After losing 50 pounds with another 50 to go, I have found myself at a standstill. It is definitely not a mystery why my weight loss has come to a stop for the last few months, I haven't been putting the effort into losing weight, just maintaining it. But every once in a while I will have a bad body image day and find myself beating myself up. Thoughts of "If you had just been tougher and stuck to your original plan you would only have 20 pounds to go" or "Ugh I am still so fat" plague my mind. A standstill can be so hard to deal with because even if you don't gain weight, your mind has become used to the size you are and all the progress you made doesn't seem to register in your head. 175 pounds has become my "normal" for the last few months and I hate it some days. I am still overweight (no longer obese though, yay!), the levi's I bought at my dream size still don't go over my hips, and with summer around the corner shorts still scare the ever living hell out of me.

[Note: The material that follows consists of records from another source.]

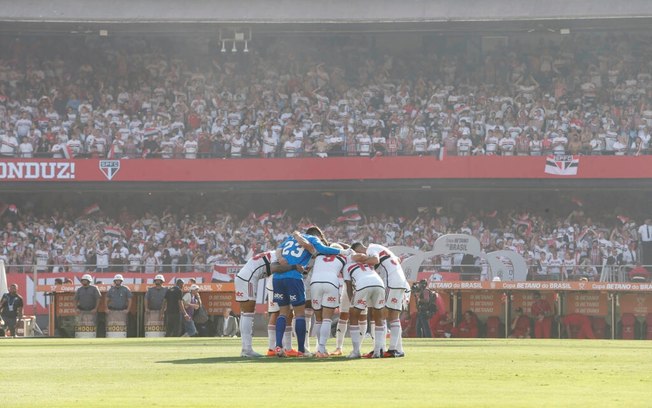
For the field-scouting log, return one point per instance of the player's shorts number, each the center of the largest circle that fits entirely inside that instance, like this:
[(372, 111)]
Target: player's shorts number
[(293, 249)]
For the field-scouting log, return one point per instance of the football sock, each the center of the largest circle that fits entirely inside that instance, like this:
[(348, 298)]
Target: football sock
[(280, 330), (324, 334), (341, 332), (271, 337), (309, 313), (287, 338), (394, 334), (355, 337), (317, 330), (300, 324), (246, 329), (379, 339)]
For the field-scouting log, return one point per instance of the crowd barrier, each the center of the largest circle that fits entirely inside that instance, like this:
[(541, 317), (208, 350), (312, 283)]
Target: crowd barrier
[(616, 310), (67, 320)]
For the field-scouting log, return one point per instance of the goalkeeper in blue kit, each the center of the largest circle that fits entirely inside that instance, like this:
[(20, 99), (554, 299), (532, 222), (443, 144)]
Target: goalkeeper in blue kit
[(296, 251)]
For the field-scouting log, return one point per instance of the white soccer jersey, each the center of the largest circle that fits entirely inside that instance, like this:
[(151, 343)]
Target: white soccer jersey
[(420, 143), (327, 268), (491, 145), (167, 149), (389, 269), (190, 149), (26, 150), (42, 258), (362, 276), (464, 146), (75, 146), (364, 144), (257, 267), (236, 146)]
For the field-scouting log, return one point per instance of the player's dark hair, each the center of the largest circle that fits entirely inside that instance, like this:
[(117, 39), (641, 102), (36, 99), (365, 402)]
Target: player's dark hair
[(317, 232), (356, 245)]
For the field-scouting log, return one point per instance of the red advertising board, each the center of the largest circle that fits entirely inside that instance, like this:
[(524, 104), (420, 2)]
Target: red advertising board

But on days like this I try to remember where I started. 225 pounds, too depressed to get out of bed, acne destroying any confidence I had, spending all of my money on late night food deliveries, and gaining weight with each passing day. Because while my weight loss has stalled, I could very well still be 225 pounds. Or I could have continued on my trajectory and been 250 pounds by now. Letting your weight loss take the back burner for a few months doesn't mean all your hard work disappears, it just means you needed a break. Taking a break is totally okay, in fact I think it has definitely helped me sort out many of the eating issues that have haunted me since I was 13. These last few months I have learned how to eat and maintain my size, not just being in a constant state of either losing or gaining weight. And with my life clearing up, allowing me more time to focus on my weight loss, I now know I am capable of maintaining my goal weight when I hit it. So while I am beginning to refocus on weight loss now and hope to hit my goal weight by the end of November, I am trying to appreciate my body and mind for all the hard work I have already put in. And if I need another break, I will take it.

So please, try and remember all the work you have put in to better your mind, soul, and body (that's right, body is last because it should honestly be last when you're focusing on weight loss). Stop thinking I could be _lbs by now and try to remember that you have come a long way whether it be 5lbs, 100lbs, or if you have even just cut pop out of your diet. You have made progress and pat yourself on the back for doing so!